Закрыв за собой двери, я разбираю чемодан, размещаю сложенные вещи на полках, а платья и плащ вешаю на тяжелых деревянных плечиках в шкаф. В моем распоряжении час. Я наполняю ванну горячей водой и растягиваюсь в ней, расслабленная и умиротворенная. Теплый пар и воздушная пена пьянят и убаюкивают, мысли не спеша куда-то уходят, и незаметно появившаяся незнакомая мне улыбка уютно располагается на моих губах.
Мы ужинаем в маленьком кафе, которое Яир помнит еще из своих предыдущих поездок. Он настаивает, чтобы я заказала только самое лучшее, и уговаривает меня взять десерт, хотя знает, что к кофе прилагаются птифуры.
Как быстро мы сблизились, – думаю я, – а ведь у нас было только три настоящих длинных встречи после многочисленных, но мимолетных и незначительных встреч в клинике. И вот мы в Париже.

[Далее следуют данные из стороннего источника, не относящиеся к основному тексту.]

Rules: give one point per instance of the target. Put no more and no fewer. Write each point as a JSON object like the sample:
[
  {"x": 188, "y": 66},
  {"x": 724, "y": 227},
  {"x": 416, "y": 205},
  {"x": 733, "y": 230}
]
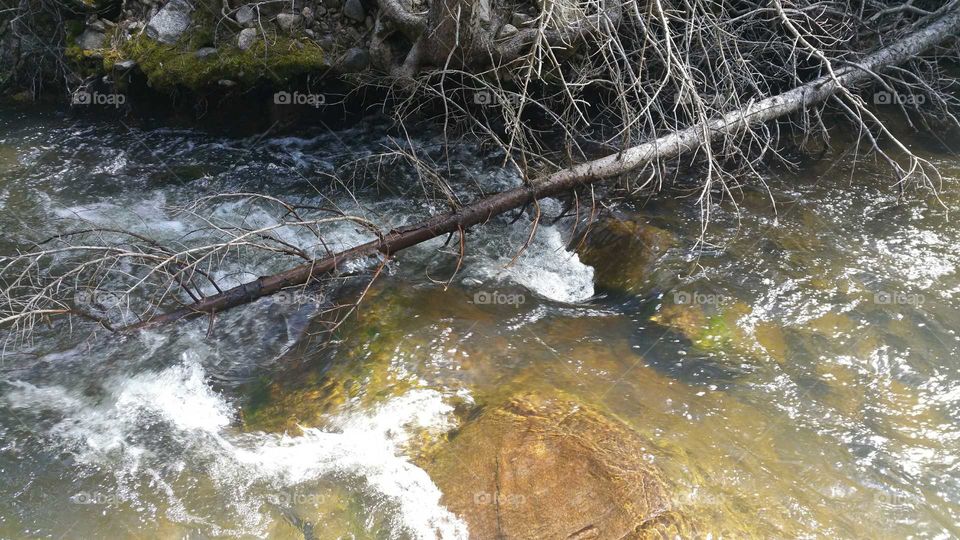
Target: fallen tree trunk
[{"x": 945, "y": 27}]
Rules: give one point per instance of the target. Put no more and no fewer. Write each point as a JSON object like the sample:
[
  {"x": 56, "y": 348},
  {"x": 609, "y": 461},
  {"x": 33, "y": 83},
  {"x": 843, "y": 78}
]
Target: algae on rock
[{"x": 549, "y": 467}]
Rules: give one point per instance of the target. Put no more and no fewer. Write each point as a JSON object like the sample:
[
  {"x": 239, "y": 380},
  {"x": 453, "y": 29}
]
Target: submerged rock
[
  {"x": 91, "y": 39},
  {"x": 246, "y": 16},
  {"x": 246, "y": 39},
  {"x": 549, "y": 467},
  {"x": 289, "y": 22},
  {"x": 170, "y": 22},
  {"x": 622, "y": 252}
]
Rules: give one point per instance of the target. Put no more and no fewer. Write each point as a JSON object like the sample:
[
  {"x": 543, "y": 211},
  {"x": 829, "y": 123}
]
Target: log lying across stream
[{"x": 947, "y": 26}]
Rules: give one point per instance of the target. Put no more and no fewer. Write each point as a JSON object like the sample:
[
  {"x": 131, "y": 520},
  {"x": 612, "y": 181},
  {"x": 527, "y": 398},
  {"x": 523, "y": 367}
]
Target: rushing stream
[{"x": 812, "y": 388}]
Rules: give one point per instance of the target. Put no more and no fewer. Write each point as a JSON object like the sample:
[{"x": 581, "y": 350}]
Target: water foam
[
  {"x": 110, "y": 432},
  {"x": 546, "y": 267}
]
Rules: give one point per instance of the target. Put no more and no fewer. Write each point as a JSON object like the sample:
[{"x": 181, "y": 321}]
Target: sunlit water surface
[{"x": 814, "y": 407}]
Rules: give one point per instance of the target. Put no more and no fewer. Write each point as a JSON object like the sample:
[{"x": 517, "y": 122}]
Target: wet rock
[
  {"x": 97, "y": 25},
  {"x": 548, "y": 467},
  {"x": 622, "y": 252},
  {"x": 246, "y": 16},
  {"x": 353, "y": 9},
  {"x": 246, "y": 39},
  {"x": 321, "y": 381},
  {"x": 205, "y": 52},
  {"x": 90, "y": 39},
  {"x": 356, "y": 59},
  {"x": 289, "y": 22},
  {"x": 170, "y": 22}
]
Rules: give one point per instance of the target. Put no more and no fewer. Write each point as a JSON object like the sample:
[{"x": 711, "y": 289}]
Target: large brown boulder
[{"x": 549, "y": 467}]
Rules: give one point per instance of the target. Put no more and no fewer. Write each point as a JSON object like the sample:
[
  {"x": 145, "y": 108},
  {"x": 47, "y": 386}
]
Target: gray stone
[
  {"x": 356, "y": 59},
  {"x": 90, "y": 39},
  {"x": 170, "y": 22},
  {"x": 353, "y": 9},
  {"x": 245, "y": 16},
  {"x": 246, "y": 39},
  {"x": 205, "y": 52},
  {"x": 289, "y": 22}
]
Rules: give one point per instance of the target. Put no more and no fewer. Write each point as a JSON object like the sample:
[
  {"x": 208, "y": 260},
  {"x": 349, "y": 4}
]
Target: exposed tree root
[{"x": 683, "y": 141}]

«Последний раз я была за границей, когда ездила с Эйнав в Амстердам, – рассказываю я ему и с удивлением отмечаю, что мой голос больше не дрожит, – она еще училась в гимназии, и это был мой сюрприз к ее Дню рождения. Кажется, что это было так давно…»
Мне становится грустно.
Яир смотрит мне в глаза и гладит мою руку. Он поднимает бокал с вином и, молча улыбаясь, приглашает меня присоединиться к нему.

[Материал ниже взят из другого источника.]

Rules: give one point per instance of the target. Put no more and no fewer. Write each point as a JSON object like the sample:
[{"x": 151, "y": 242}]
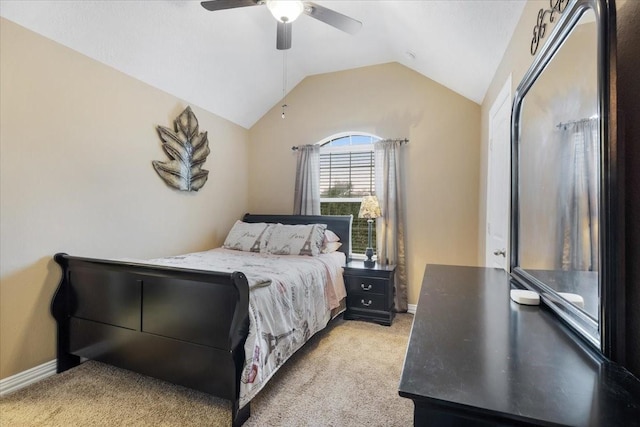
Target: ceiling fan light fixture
[{"x": 285, "y": 10}]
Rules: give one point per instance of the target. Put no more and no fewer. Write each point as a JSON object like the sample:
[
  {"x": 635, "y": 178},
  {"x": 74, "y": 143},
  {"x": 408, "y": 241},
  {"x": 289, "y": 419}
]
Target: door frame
[{"x": 503, "y": 96}]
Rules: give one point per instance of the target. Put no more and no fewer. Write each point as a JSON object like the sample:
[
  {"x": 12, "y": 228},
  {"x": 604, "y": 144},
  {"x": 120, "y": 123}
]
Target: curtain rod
[
  {"x": 574, "y": 122},
  {"x": 400, "y": 140}
]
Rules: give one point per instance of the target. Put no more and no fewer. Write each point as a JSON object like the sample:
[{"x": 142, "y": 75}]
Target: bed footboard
[{"x": 184, "y": 326}]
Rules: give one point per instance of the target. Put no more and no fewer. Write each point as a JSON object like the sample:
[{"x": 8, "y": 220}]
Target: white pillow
[
  {"x": 296, "y": 239},
  {"x": 248, "y": 237},
  {"x": 330, "y": 236}
]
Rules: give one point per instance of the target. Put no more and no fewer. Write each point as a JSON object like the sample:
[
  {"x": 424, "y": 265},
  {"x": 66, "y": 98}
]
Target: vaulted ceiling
[{"x": 227, "y": 63}]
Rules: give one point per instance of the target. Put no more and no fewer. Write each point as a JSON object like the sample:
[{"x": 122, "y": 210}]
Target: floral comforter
[{"x": 290, "y": 299}]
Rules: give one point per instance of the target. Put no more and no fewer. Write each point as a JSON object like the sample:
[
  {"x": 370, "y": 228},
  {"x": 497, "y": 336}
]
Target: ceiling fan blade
[
  {"x": 214, "y": 5},
  {"x": 284, "y": 36},
  {"x": 331, "y": 17}
]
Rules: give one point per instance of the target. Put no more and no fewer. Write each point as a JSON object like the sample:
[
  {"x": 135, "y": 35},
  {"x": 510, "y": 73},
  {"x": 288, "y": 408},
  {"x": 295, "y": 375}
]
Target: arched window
[{"x": 346, "y": 175}]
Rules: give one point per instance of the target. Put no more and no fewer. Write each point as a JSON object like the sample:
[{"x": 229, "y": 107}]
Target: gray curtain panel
[
  {"x": 390, "y": 227},
  {"x": 307, "y": 191},
  {"x": 579, "y": 196}
]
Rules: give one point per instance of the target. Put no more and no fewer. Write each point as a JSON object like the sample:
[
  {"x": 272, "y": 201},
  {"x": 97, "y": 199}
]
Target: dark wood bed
[{"x": 184, "y": 326}]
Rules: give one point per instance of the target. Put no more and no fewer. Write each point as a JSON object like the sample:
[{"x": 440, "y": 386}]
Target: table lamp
[{"x": 370, "y": 209}]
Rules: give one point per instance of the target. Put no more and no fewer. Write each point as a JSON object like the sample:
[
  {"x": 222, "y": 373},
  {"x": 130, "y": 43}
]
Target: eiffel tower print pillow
[{"x": 248, "y": 237}]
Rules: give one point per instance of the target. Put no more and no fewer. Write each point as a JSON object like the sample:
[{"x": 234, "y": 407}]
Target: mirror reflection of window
[{"x": 558, "y": 175}]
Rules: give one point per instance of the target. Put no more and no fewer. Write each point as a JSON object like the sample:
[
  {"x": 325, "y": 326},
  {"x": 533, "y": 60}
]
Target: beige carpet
[{"x": 346, "y": 375}]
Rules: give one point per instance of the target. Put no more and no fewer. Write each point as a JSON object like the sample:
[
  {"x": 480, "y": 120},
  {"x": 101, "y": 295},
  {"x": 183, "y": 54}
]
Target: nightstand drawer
[
  {"x": 366, "y": 285},
  {"x": 366, "y": 302}
]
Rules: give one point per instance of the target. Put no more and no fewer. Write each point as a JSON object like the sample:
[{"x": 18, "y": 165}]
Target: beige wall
[
  {"x": 76, "y": 144},
  {"x": 390, "y": 100}
]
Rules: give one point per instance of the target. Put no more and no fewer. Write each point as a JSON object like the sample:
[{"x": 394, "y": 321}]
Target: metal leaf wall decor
[{"x": 187, "y": 150}]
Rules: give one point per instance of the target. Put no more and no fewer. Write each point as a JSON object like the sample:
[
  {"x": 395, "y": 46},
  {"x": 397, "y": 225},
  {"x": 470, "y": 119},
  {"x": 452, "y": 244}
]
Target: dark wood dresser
[
  {"x": 476, "y": 358},
  {"x": 370, "y": 292}
]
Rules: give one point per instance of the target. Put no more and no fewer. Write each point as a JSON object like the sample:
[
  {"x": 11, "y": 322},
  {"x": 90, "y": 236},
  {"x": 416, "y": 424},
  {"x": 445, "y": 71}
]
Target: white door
[{"x": 498, "y": 180}]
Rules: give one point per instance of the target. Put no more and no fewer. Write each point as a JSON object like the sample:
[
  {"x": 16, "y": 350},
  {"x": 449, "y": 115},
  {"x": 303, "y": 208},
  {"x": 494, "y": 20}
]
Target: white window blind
[{"x": 346, "y": 174}]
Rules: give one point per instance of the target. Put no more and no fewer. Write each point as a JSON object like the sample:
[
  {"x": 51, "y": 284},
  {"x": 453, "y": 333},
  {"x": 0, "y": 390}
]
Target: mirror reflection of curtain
[
  {"x": 390, "y": 232},
  {"x": 579, "y": 190},
  {"x": 306, "y": 198}
]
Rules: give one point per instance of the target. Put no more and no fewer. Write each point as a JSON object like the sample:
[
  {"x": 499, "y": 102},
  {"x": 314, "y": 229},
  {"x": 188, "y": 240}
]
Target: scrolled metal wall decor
[
  {"x": 187, "y": 150},
  {"x": 556, "y": 6}
]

– Давай выпьем за нас, за нас обоих!
Я улыбаюсь ему в ответ, протягиваю руку с бокалом и, замерев на мгновение, провозглашаю:
– За нас обоих, в полном смысле этого слова!
Когда мы вернулись в гостиницу, Яир проводил меня до номера, ласково поцеловал в щеку и сделал маленький шаг в сторону, давая мне возможность войти и закрыть за собой дверь.

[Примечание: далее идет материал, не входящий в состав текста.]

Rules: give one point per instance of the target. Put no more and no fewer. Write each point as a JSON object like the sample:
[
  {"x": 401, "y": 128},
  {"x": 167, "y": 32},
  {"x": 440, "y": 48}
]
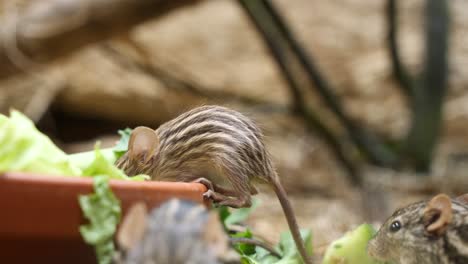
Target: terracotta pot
[{"x": 40, "y": 215}]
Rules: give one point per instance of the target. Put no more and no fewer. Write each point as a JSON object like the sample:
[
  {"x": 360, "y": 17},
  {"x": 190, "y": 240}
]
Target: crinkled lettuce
[
  {"x": 257, "y": 255},
  {"x": 351, "y": 248},
  {"x": 24, "y": 149},
  {"x": 103, "y": 211}
]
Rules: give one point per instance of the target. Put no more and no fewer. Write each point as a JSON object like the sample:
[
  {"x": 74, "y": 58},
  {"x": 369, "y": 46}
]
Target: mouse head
[
  {"x": 143, "y": 146},
  {"x": 406, "y": 233}
]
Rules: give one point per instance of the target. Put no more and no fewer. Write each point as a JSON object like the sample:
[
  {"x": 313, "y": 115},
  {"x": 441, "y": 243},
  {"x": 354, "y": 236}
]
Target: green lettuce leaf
[
  {"x": 103, "y": 211},
  {"x": 122, "y": 146},
  {"x": 351, "y": 248},
  {"x": 257, "y": 255},
  {"x": 102, "y": 166},
  {"x": 26, "y": 149}
]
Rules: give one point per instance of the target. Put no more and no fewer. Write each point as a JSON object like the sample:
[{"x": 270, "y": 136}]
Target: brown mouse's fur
[
  {"x": 429, "y": 232},
  {"x": 212, "y": 142}
]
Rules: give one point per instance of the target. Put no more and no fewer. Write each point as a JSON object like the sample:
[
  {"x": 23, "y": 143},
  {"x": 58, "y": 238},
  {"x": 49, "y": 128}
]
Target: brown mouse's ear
[
  {"x": 133, "y": 226},
  {"x": 143, "y": 142},
  {"x": 438, "y": 214},
  {"x": 463, "y": 198}
]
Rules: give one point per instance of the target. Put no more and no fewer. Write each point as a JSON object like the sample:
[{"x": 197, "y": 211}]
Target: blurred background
[{"x": 364, "y": 104}]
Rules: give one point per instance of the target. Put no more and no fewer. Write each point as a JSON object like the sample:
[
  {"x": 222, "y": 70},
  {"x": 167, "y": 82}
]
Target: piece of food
[
  {"x": 351, "y": 248},
  {"x": 24, "y": 149},
  {"x": 103, "y": 211}
]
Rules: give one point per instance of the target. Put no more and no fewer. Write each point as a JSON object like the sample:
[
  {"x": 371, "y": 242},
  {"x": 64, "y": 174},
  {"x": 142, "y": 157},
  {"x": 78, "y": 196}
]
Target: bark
[{"x": 48, "y": 30}]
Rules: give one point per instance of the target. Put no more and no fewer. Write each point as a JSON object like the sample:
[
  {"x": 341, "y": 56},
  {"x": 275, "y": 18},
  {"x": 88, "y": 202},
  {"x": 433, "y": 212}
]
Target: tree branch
[
  {"x": 376, "y": 151},
  {"x": 55, "y": 28},
  {"x": 288, "y": 64},
  {"x": 427, "y": 116},
  {"x": 401, "y": 73}
]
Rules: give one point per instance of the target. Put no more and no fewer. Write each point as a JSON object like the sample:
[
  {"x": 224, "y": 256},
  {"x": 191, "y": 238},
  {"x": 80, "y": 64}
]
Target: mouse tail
[{"x": 291, "y": 218}]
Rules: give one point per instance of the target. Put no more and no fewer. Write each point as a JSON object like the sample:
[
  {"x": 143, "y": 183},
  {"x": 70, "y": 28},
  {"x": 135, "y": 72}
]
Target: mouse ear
[
  {"x": 463, "y": 198},
  {"x": 438, "y": 214},
  {"x": 143, "y": 142},
  {"x": 133, "y": 226}
]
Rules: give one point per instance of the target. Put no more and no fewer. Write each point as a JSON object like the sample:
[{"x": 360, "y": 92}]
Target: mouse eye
[{"x": 395, "y": 226}]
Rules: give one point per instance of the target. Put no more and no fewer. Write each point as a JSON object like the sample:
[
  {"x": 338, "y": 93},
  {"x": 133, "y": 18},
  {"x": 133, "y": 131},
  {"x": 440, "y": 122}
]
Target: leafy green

– Яир, – вдруг услышала я свой голос, – может, останешься?
– Добрый вечер, – открывает встречу Нири, – на прошлой неделе мы говорили о близости и отчужденности и о том, что находится между двумя этими состояниями. Мы коснулись неисчерпаемой темы материнства и того места, которое оно навсегда заняло в вашей жизни. Мне кажется, что в эти дни тема материнства звучит для вас особенно остро, кое-кто даже пытается подвести итоги, выставить себе оценку в графе «мать». Ну что ж, посмотрим, что ждет нас сегодня.
Женщины переглядываются, но никто не спешит оказаться первой. Маргалит пристально смотрит на непривычно притихшую Мики.
– Вы сегодня какая-то грустная, – мягко замечает она, – что-то случилось?
– Я была сегодня у Виолетты, – глядя на Маргалит, тяжело вздыхает Мики.
– Виолетта это ваша дочка? – прерывает ее Клодин.